Einde inhoudsopgave
Wet financiën openbare lichamen Bonaire, Sint Eustatius en Saba
Artikel 4
Geldend
Geldend vanaf 10-10-2010
- Redactionele toelichting
Tijdstip iwtr.: 00.00 uur in Bonaire, Sint Eustatius en Saba. 06.00 uur in het Europese deel van Nederland.
- Bronpublicatie:
17-05-2010, Stb. 2010, 365 (uitgifte: 01-10-2010, kamerstukken: 31958)
- Inwerkingtreding
10-10-2010
- Bronpublicatie inwerkingtreding:
30-09-2010, Stb. 2010, 389 (uitgifte: 01-01-2010, kamerstukken/regelingnummer: -)
- Overige regelgevende instantie(s)
Ministerie van Financiën
- Vakgebied(en)
Belastingrecht algemeen (V)
Overheidsfinanciën / Begroting
Bestuursrecht algemeen / Bestuursbevoegdheden
Staatsrecht / Staatsinrichting
1.
De taken van het College financieel toezicht zijn, onverminderd de in andere artikelen genoemde taken:
- a.
adviseren van de openbare lichamen en Onze Minister in het kader van het toezicht op de toepassing van de bij deze wet vastgestelde normen ter zake van de voorbereiding, de uitvoering en de verantwoording van de begroting door het openbaar lichaam, alsmede van het toezicht op de verbetering van het financieel beheer, de inrichting en de werking van de administraties en het betalingsverkeer;
- b.
het toezicht op het dagelijks beheer door de bestuurscolleges en in dat verband het toetsen of aan de bij deze wet vastgestelde voorwaarden is voldaan voor het aangaan van kredieten door een openbaar lichaam;
- c.
het in opdracht van Onze Minister uitvoeren van taken in het kader van de uitvoering van deze wet en de daarop berustende bepalingen.
2.
Het College legt eens per half jaar schriftelijk verantwoording af over zijn werkzaamheden aan Onze Minister.
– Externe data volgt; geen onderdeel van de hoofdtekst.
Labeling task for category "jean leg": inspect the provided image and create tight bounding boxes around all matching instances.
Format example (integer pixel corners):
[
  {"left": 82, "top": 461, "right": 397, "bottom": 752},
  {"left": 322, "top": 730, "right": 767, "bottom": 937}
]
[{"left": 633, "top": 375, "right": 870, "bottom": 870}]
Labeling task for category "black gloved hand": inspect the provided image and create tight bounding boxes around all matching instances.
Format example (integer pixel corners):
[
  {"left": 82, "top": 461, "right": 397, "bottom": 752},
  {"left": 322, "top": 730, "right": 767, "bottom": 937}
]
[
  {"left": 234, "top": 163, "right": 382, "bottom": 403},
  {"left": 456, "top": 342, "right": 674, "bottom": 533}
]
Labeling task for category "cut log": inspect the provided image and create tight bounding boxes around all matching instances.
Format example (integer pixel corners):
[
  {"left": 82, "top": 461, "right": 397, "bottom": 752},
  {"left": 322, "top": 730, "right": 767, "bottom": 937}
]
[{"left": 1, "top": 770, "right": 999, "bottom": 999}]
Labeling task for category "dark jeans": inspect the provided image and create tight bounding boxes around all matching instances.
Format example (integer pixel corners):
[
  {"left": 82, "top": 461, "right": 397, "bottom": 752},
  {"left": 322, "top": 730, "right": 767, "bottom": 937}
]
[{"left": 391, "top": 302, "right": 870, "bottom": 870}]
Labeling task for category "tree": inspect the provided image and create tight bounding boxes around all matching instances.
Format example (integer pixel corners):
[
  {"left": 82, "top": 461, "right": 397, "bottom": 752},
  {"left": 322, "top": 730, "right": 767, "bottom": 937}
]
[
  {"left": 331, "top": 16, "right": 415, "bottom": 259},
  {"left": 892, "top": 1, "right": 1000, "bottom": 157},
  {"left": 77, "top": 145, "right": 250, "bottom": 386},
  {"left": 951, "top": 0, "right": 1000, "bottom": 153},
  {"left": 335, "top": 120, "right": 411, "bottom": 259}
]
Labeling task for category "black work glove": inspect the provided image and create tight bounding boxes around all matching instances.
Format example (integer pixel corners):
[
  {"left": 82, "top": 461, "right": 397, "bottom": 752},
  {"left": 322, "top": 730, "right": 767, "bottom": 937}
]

Het College zendt een afschrift van dit verslag aan de betrokken bestuurscolleges en eilandsraden.
3.
Het College verstrekt desgevraagd inlichtingen over zijn werkzaamheden aan Onze Minister, aan Onze Minister van Financiën en aan het desbetreffende bestuurscollege.
4.
Onze Minister kan, na overleg met het betrokken bestuurscollege, beleidsregels vaststellen en algemene en bijzondere aanwijzingen geven ten aanzien van de uitoefening van de in en op grond van deze wet en de daarop berustende bepalingen aan het College toegekende taken en bevoegdheden.